Compare Major Economic Developments Using the graph below and what you have learned in this topic, write a paragraph explaining the role of geography and economic policies in the size of the Maya, Inca, and Aztec civilizations. Consider types of economic systems, trade, and wealth. How did economic policies contribute to the overall size of each civilization?
Compare Social Developments Look at the graph above and the chart below. Then, write a paragraph describing how the geography of ancient Mesoamerica and South America influenced the Maya, Inca, and Aztec people. Consider the size of each empire, what events caused each empire to decline, what role geography played in the decline of each empire, and why the Spanish soldiers played a role in one decline but not the others.
MAYA | AZTEC | INCA | |
---|---|---|---|
Governing structure | loosely organized city-states | rulers and nobles | divine ruler |
Reason for the decline | abandoned cities | rebellion and the Spanish invasion | civil war |
Compare Major Economic Developments and Create Graphs Read the passage below.
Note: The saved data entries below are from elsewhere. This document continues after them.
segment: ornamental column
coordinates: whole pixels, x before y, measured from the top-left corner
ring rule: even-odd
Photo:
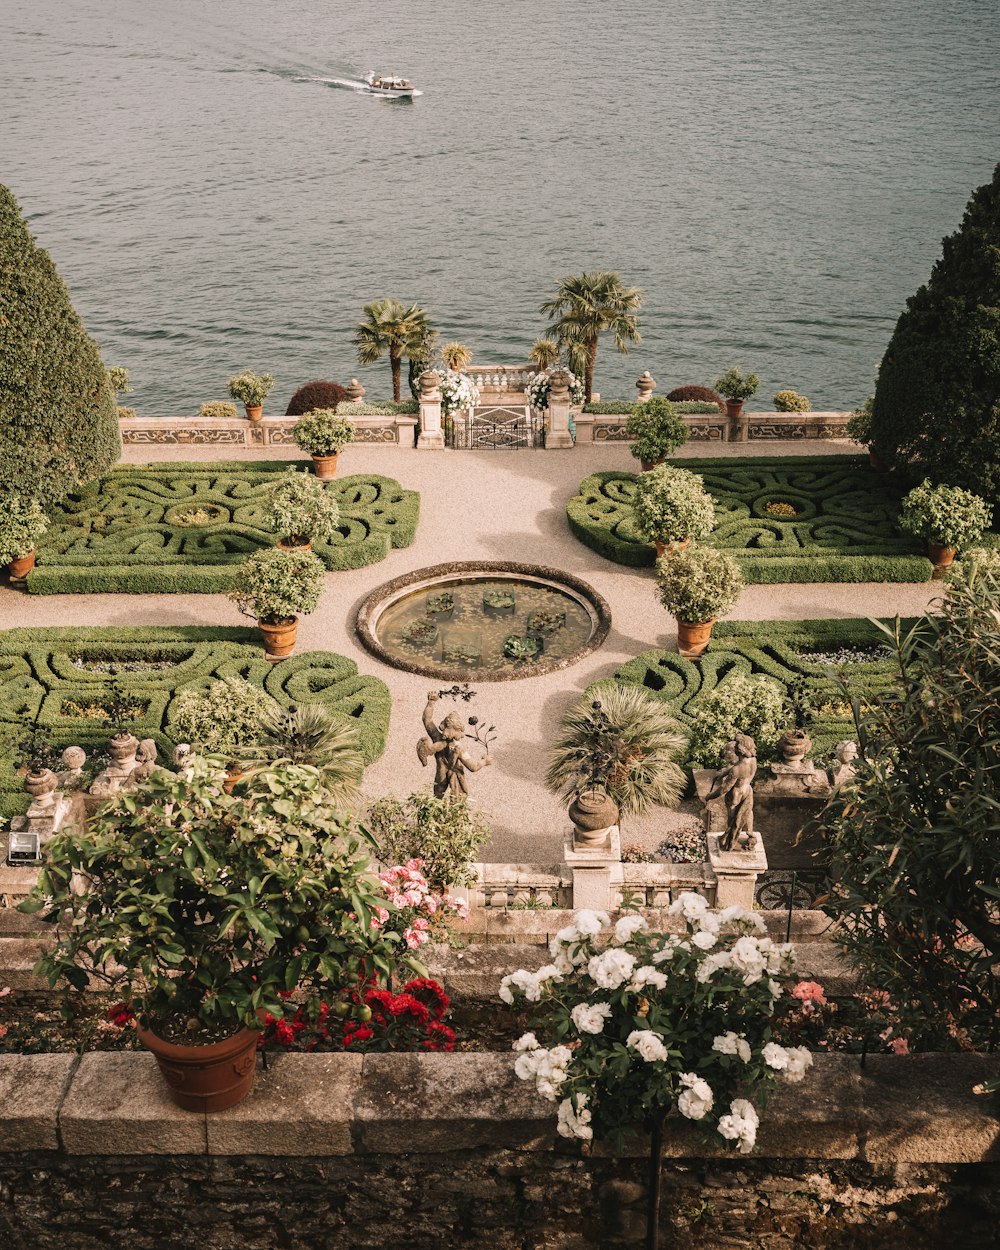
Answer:
[[[635,402],[644,404],[652,395],[654,386],[656,386],[656,380],[647,369],[641,378],[635,380]]]
[[[440,373],[436,369],[425,369],[420,375],[420,434],[417,436],[417,451],[444,450],[440,388]]]
[[[545,431],[545,450],[572,447],[573,435],[569,432],[569,379],[565,369],[553,369],[549,374],[549,423]]]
Write a paragraph describing the major economic developments of the Maya, Inca, and Aztec civilizations that includes farming methods, trade, and taxes. Create a basic graph showing trends over time that represents the relationship between the geography of the Yucatán Peninsula and the economic development of the Maya civilization.
“The first Americans faced a variety of environments in which they could settle. For example, great mountain chains—the Rockies, the eastern and western Sierra Madre, and the Andes—dominate the western Americas.
In Mesoamerica, Neolithic people cultivated a range of crops, including beans, sweet potatoes, peppers, tomatoes, squash, and maize—the Native American name for corn. People in South America cultivated crops such as maize and cassava and domesticated llamas and other animals valued for their wool. By 3000 B.C. in parts of South America and 1500 B.C. in parts of Mesoamerica, farmers had settled in villages. Populations then expanded, and some villages eventually grew into the great early cities of the Americas.”